The rally gained momentum at the end of Q3 and accelerated into Q4 2025, breaking through key psychological resistance levels, including the long-standing $50 an ounce mark and the previous October high of approximately $54.50.
The current price is sitting at over $63 per ounce.
A major contributing factor has been the structural deficit. It’s the fifth consecutive year that demand has outstripped supply. This deficit is not just an abstract financial metric; it translates into physical market tightness, with registered inventories in major trading hubs like the COMEX in New York and the Shanghai Futures Exchange declining significantly, leading to a potential physical "silver squeeze".
Industrial demand is a primary driver, accounting for over half of global silver consumption. The global push for green energy has made silver an indispensable component in solar panels, where its superior electrical conductivity is critical.
The electric vehicle and advanced electronics sectors have also driven demand higher.
This industrial demand has proven to be largely price-inelastic, meaning manufacturers are forced to secure supplies regardless of price increases, because running out of silver is not an option for production lines.
Simultaneously, mine supply has struggled to keep pace due to lower ore grades, labour disputes, and underinvestment in new primary silver mines. There haven’t really been any big new primary silver mines for many years. Most silver production comes as byproduct of other metal extraction operations, notably lead and zinc.
Against this backdrop, macroeconomic forces have reinforced the bullish trend. The U.S. Federal Reserve's recent pivot toward interest rate cuts in December 2025 has been a major catalyst.
Lower interest rates decrease the opportunity cost of holding non-yielding assets like precious metals, making them more attractive to investors. This has occurred alongside a general weakening of the U.S. dollar index (DXY) to around 98.55, further boosting the appeal of dollar-denominated commodities for foreign buyers. Geopolitical tensions and concerns over sovereign debt sustainability have also spurred robust safe-haven buying, with investors retreating from government bonds and currencies in what some analysts have termed the "debasement trade".
Not surprising, then, that sentiment among investors remains strongly bullish, with many analysts raising price targets; some even predict the metal could reach $75 per ounce as the current momentum continues into 2026.
There’s also talk of U.S. tariffs on silver, which have led to stockpiling and fears of a sudden premium for U.S. metal, adding another layer of volatility and price support.
In the UK, though, investors aren’t exactly spoiled for choice when it comes to silver mining. There’s Hochschild Mining (HOC), Fresnillo, and Alien Metals. After that, it pretty much tails off.
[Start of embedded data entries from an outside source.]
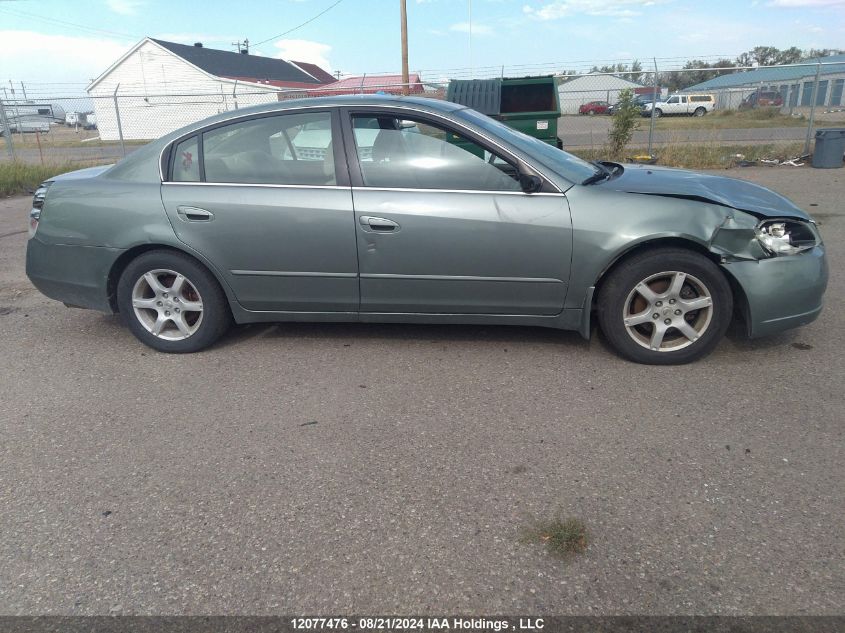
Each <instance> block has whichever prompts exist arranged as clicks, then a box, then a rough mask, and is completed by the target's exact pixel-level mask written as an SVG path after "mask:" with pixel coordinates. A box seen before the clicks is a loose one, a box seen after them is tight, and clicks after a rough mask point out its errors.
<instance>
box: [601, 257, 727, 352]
mask: <svg viewBox="0 0 845 633" xmlns="http://www.w3.org/2000/svg"><path fill="white" fill-rule="evenodd" d="M732 314H733V294H732V292H731V287H730V285H729V284H728V281H727V279H725V276H724V274H723V273H722V271H721V270H719V268H718V266H716V264H714V263H713V262H712V261H711V260H709V259H707V258H706V257H704V256H703V255H699V254H698V253H695V252H693V251H690V250H686V249H681V248H662V249H655V250H650V251H645V252H643V253H639V254H636V255H633V256H631V257H630V258H628V259H625V260H624V265H621V266H616V267H615V268H614V269H613V271H611V273H610V274H609V276H608V277H607V279H606V280H605V281H604V282H603V283H602V286H601V291H600V293H599V298H598V317H599V325H600V326H601V330H602V332H603V333H604V336H605V338H607V340H608V342H609V343H610V344H611V346H612V347H613V348H614V349H615V350H616V351H617V352H618V353H619V354H620V355H621V356H624V357H625V358H627V359H628V360H632V361H634V362H635V363H644V364H650V365H680V364H683V363H689V362H692V361H695V360H698V359H700V358H703V357H704V356H706V355H707V354H709V353H710V352H711V351H713V348H715V347H716V345H718V343H719V341H721V340H722V337H723V336H724V335H725V332H726V331H727V329H728V326H729V325H730V322H731V315H732ZM655 315H657V317H656V318H655ZM676 326H677V327H676Z"/></svg>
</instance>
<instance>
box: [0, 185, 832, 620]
mask: <svg viewBox="0 0 845 633" xmlns="http://www.w3.org/2000/svg"><path fill="white" fill-rule="evenodd" d="M731 175H734V176H737V177H741V178H748V179H750V180H754V181H756V182H760V183H762V184H765V185H768V186H772V187H773V188H775V189H777V190H778V191H780V192H782V193H784V194H786V195H788V196H790V197H792V198H793V199H794V200H795V201H796V202H797V203H798V204H799V205H801V206H802V207H804V208H807V209H809V210H810V211H811V213H813V214H814V215H815V216H816V217H817V218H818V219H819V220H821V221H822V223H823V226H822V231H823V234H824V237H825V239H826V242H827V245H828V248H829V255H830V263H831V272H832V277H831V283H830V287H829V290H828V300H827V306H826V309H825V311H824V313H823V315H822V316H821V318H820V319H819V320H818V321H817V322H815V323H813V324H812V325H810V326H807V327H804V328H802V329H799V330H796V331H792V332H789V333H785V334H783V335H780V336H776V337H773V338H768V339H763V340H759V341H754V342H748V341H745V340H743V339H742V338H739V337H738V336H736V335H732V336H730V337H729V338H727V339H726V340H725V341H724V342H723V343H722V344H721V345H720V347H719V348H718V349H717V350H716V352H715V353H714V354H713V355H712V356H710V357H709V358H707V359H706V360H704V361H702V362H699V363H697V364H694V365H690V366H684V367H677V368H661V367H643V366H637V365H633V364H630V363H627V362H624V361H622V360H620V359H619V358H617V357H616V356H614V355H613V354H612V353H611V352H609V351H608V349H607V348H606V346H605V345H604V344H603V343H602V342H601V339H600V338H598V337H594V339H593V340H592V341H591V342H585V341H583V340H581V339H580V338H579V337H578V335H577V334H574V333H566V332H556V331H552V330H543V329H533V328H507V327H456V326H448V327H437V326H405V325H331V324H323V325H308V324H290V325H271V326H249V327H240V328H237V329H235V330H234V331H233V332H232V333H231V334H230V335H229V336H228V337H227V338H226V339H224V341H223V342H222V343H221V344H219V345H217V346H216V347H214V348H213V349H211V350H209V351H207V352H204V353H201V354H196V355H192V356H167V355H161V354H157V353H155V352H153V351H151V350H149V349H147V348H145V347H143V346H141V345H140V344H139V343H137V342H136V341H135V340H134V338H133V337H132V336H131V335H130V334H129V332H128V331H127V330H126V329H125V328H124V327H122V326H121V324H120V322H119V320H118V319H117V318H114V317H109V316H103V315H100V314H97V313H93V312H87V311H82V310H75V309H67V308H65V307H64V306H62V305H61V304H59V303H56V302H53V301H50V300H48V299H46V298H44V297H42V296H41V295H40V294H38V293H37V292H36V291H35V290H34V289H33V288H32V287H31V285H30V284H29V282H28V281H27V279H26V277H25V276H24V262H23V254H24V249H25V241H26V234H25V233H24V232H23V231H24V230H25V228H26V220H25V218H26V213H27V211H28V209H29V206H28V204H29V201H28V200H27V199H26V198H10V199H6V200H3V201H0V368H1V369H0V438H2V440H0V613H2V614H33V613H38V614H107V613H123V614H218V613H226V614H236V613H237V614H272V613H312V614H314V613H324V614H325V613H335V614H336V613H359V614H360V613H375V612H378V613H424V612H429V613H444V612H446V613H450V612H452V613H463V614H468V613H487V614H489V613H534V614H621V613H626V614H634V613H651V614H795V615H799V614H840V613H842V612H843V596H845V565H843V543H845V528H843V526H845V516H843V515H844V514H845V512H843V508H845V499H843V491H844V490H845V486H843V465H842V464H843V425H842V420H843V416H842V410H843V397H842V390H843V384H845V381H843V376H845V360H843V353H842V352H843V324H845V317H843V314H845V305H843V283H845V282H843V275H842V271H843V267H845V209H843V205H842V193H843V191H845V170H812V169H809V168H803V169H792V168H770V169H748V170H743V171H737V170H735V171H733V172H731ZM784 291H785V292H787V291H788V289H784ZM554 516H562V517H577V518H580V519H581V520H583V521H584V523H585V524H586V525H587V527H588V529H589V532H590V545H589V548H588V549H587V551H586V552H585V553H584V554H581V555H579V556H576V557H574V558H572V559H570V560H561V559H558V558H555V557H552V556H550V555H549V554H548V553H547V552H546V551H545V549H543V548H542V547H540V546H537V545H531V544H525V543H523V542H521V540H520V530H521V529H522V528H523V527H524V526H526V525H527V524H529V523H531V522H532V521H534V520H536V519H543V518H549V517H554Z"/></svg>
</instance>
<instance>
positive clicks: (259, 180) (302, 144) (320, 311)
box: [162, 108, 358, 313]
mask: <svg viewBox="0 0 845 633" xmlns="http://www.w3.org/2000/svg"><path fill="white" fill-rule="evenodd" d="M339 138H340V132H339V119H338V115H337V113H336V111H332V110H330V109H314V108H311V109H303V110H291V111H285V112H282V113H273V114H271V115H258V116H254V117H251V118H246V119H241V120H238V121H236V122H231V123H221V124H216V125H214V126H213V127H210V128H206V129H205V130H204V131H203V132H201V133H198V134H194V135H192V136H190V137H188V138H186V139H184V140H182V141H181V142H179V143H177V144H175V145H174V147H173V150H172V152H171V159H170V163H169V173H168V175H167V176H168V177H167V178H166V182H164V183H163V184H162V200H163V201H164V205H165V208H166V210H167V214H168V216H169V218H170V221H171V224H172V225H173V227H174V229H175V231H176V235H177V236H178V237H179V239H180V240H182V241H183V242H185V243H186V244H187V245H189V246H190V247H191V248H193V249H195V250H196V251H198V252H199V253H201V254H203V255H204V256H205V257H206V258H207V259H208V260H210V261H211V262H212V263H213V264H214V266H215V267H216V268H217V269H218V271H219V272H220V274H221V275H222V276H223V277H224V278H225V279H226V281H227V282H228V283H229V285H230V286H231V288H232V289H233V291H234V293H235V295H236V297H237V299H238V301H239V302H240V303H241V304H242V305H243V306H244V307H245V308H247V309H249V310H257V311H274V312H275V311H285V312H347V313H354V312H356V311H357V309H358V278H357V275H358V259H357V252H356V247H355V228H354V227H355V225H354V218H353V211H352V193H351V189H350V187H349V179H348V172H347V169H346V164H345V157H344V155H343V152H342V151H340V146H341V145H342V143H340V142H334V140H335V139H339Z"/></svg>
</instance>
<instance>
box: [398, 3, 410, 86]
mask: <svg viewBox="0 0 845 633" xmlns="http://www.w3.org/2000/svg"><path fill="white" fill-rule="evenodd" d="M399 13H400V15H401V20H402V94H403V95H407V94H410V92H411V91H410V90H409V89H408V84H409V83H410V81H411V78H410V76H409V75H408V6H407V3H406V1H405V0H399Z"/></svg>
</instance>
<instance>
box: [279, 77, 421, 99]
mask: <svg viewBox="0 0 845 633" xmlns="http://www.w3.org/2000/svg"><path fill="white" fill-rule="evenodd" d="M408 80H409V82H408V83H409V92H410V93H411V94H419V93H421V92H424V91H425V86H423V83H422V80H421V79H420V76H419V75H418V74H417V73H412V74H411V75H409V76H408ZM402 88H403V85H402V75H363V76H361V77H347V78H346V79H341V80H340V81H335V82H334V83H332V84H329V85H326V86H321V87H319V88H311V89H309V90H308V96H309V97H328V96H331V95H351V94H368V95H371V94H376V93H379V92H384V93H387V94H393V95H401V94H402ZM279 98H280V99H282V98H284V97H283V96H282V95H279Z"/></svg>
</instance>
But in Canada there’s a lot more to choose from. There, the pick of the pack, boasting track records as long as your arm, include First Majestic, Fortuna, Guanujuato, Pan American Silver, and MAG Silver. For exploration, there’s also Pinnacle Gold & Silver, which has been hitting the headlines lately with progress at its Mexican project.
Investors can also gain more diversified exposure via some of the streaming and royalty companies, like Wheaton Precious and Royal Gold, which recently swallowed up Sandstorm.
Will the price strength continue?
Well, some analysts think the price looks toppy at this level, and poised for correction. Certainly, there’s that factor of industrial demand to consider – it’s never consistent nor predictable, but many economists think the global economy is itself in for a tough time, and that could bounce back onto silver.
But on the other hand, the gold:silver ratio over the years has been a pretty good guide for the silver price, even if there is a delayed effect. And the gold price looks likely to stay consolidated about US$4,000 for the foreseeable future. That alone will keep silver at fairly elevated levels.
Bear in mind, though, that adjusting for inflation, the price silver hit during the Hunt Brothers’ speculation in today’s money would be around US$200. So, in real terms there could still be a lot further to run.